Perché si tratta di una riforma importante? Ci sono fondamentalmente tre ragioni. La prima è che la mera presenza di un’offerta regolata (che si chiama addirittura «maggior tutela») costituisce di per sé una distorsione nel funzionamento del mercato, più volte denunciata nel corso degli anni dall’Antitrust e dalle istituzioni europee. La seconda è che, se prendiamo sul serio la sfida della transizione ecologica, rendere più dinamico il mercato è un modo per ingaggiare i consumatori e renderli parte attiva di questa trasformazione. La terza, di cui si parla estensivamente in un recente studio dell’Istituto Bruno Leoni, è che l’esperienza maturata in questi vent’anni mostra che i paesi che liberalizzano con più coraggio hanno sistemi energetici che funzionano meglio e prezzi generalmente inferiori.

Nonostante tutto suggerisca che la liberalizzazione è un’opportunità e che non si può parlare di vera liberalizzazione finché esiste un’offerta di «tutela», la politica si è sbizzarrita, paventando aumenti più o meno inverosimili dei prezzi. Questa eventualità semplicemente non esiste: non solo e non tanto perché sul mercato libero esistono molte offerte assai più economiche della tutela (e altre più costose ma con caratteristiche differenti, per esempio a prezzo fisso o con servizi aggiuntivi). Soprattutto, proprio per quanto riguarda il settore elettrico, che ha scatenato lo scontro politico, il legislatore non ha previsto una transizione «selvaggia»: i consumatori in tutela verranno riforniti da un nuovo fornitore, scelto tramite aste, a condizioni economiche che molto probabilmente saranno migliorative. Così, almeno, è andata quando si è affrontato lo stesso percorso per le Pmi (2021) e le microimprese (2022). E non si capisce perché questa volta dovrebbe essere diverso.

Peccato solo che dal meccanismo siano esclusi i clienti definiti vulnerabili (cioè, perlopiù, gli over-75 e le famiglie a basso reddito), i quali saranno protetti a parole ma finiranno per pagare di più.

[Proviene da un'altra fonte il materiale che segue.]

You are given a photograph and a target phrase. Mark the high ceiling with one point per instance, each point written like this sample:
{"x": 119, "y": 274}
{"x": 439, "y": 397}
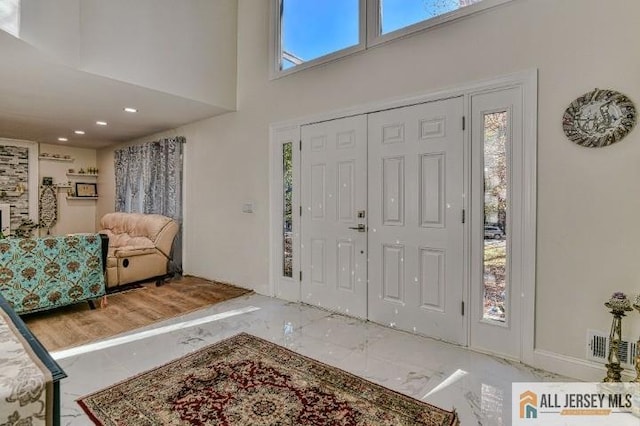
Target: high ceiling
{"x": 42, "y": 100}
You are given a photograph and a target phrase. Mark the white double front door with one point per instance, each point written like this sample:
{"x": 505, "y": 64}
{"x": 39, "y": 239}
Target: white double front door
{"x": 382, "y": 217}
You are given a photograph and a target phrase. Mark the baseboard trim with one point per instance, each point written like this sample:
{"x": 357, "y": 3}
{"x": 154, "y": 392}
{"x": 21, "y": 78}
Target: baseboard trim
{"x": 572, "y": 367}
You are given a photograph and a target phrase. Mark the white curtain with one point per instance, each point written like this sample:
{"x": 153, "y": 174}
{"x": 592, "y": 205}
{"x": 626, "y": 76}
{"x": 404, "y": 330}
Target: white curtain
{"x": 149, "y": 180}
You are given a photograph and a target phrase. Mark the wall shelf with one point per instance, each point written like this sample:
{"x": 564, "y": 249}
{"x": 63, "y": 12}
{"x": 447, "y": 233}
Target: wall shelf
{"x": 55, "y": 158}
{"x": 82, "y": 175}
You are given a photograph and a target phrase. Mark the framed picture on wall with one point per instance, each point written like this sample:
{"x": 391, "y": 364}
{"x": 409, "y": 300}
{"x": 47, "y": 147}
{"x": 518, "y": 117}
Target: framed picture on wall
{"x": 86, "y": 189}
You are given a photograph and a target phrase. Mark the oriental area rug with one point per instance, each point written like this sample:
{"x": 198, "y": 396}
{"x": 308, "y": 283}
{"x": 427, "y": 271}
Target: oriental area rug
{"x": 245, "y": 380}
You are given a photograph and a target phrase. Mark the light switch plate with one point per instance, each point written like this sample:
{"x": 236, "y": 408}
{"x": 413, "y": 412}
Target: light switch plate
{"x": 247, "y": 208}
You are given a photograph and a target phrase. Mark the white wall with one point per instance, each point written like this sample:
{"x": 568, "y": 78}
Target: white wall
{"x": 73, "y": 215}
{"x": 588, "y": 199}
{"x": 185, "y": 48}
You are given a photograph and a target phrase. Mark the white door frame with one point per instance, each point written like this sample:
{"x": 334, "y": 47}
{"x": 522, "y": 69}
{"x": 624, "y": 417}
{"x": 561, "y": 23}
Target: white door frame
{"x": 528, "y": 81}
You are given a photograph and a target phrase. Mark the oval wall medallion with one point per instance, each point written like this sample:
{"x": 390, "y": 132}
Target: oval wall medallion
{"x": 599, "y": 118}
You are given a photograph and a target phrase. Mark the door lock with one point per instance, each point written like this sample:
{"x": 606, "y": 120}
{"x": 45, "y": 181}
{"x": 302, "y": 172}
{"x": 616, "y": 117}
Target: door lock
{"x": 360, "y": 228}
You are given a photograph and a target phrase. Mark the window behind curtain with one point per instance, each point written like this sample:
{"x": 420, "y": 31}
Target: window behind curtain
{"x": 149, "y": 180}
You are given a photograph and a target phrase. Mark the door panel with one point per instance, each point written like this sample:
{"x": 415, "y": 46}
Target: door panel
{"x": 415, "y": 227}
{"x": 334, "y": 191}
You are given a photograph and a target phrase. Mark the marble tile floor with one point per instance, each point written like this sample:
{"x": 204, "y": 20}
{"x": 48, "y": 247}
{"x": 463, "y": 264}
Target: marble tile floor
{"x": 478, "y": 386}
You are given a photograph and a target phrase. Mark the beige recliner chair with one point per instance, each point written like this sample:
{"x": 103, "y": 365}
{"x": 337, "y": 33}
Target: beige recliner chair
{"x": 139, "y": 246}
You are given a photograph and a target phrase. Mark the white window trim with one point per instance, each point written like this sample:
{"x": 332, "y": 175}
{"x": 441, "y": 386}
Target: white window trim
{"x": 528, "y": 81}
{"x": 374, "y": 36}
{"x": 369, "y": 32}
{"x": 286, "y": 288}
{"x": 275, "y": 49}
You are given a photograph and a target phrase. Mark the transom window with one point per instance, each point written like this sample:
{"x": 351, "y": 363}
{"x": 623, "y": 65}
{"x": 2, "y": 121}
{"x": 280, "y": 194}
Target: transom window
{"x": 310, "y": 32}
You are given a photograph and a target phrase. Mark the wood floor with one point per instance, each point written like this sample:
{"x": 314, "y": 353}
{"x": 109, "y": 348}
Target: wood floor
{"x": 77, "y": 324}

Diversamente dal 2017, quando la lunga strada per il completamento della liberalizzazione fu per la prima volta tentata, oggi sono «tutelati» meno del 30% dei consumatori, di cui circa la metà «vulnerabili». Questo significa che più del 70% sta già, felicemente, sul mercato libero, dove evidentemente si trova bene perché tende a cambiare fornitore più spesso alla ricerca di offerte migliori ma non torna mai in «tutela». Le polemiche delle ultime settimane sono tutte variamente riconducibili all’idea che i politici conoscano l’interesse dei consumatori meglio dei consumatori stessi. Auguri.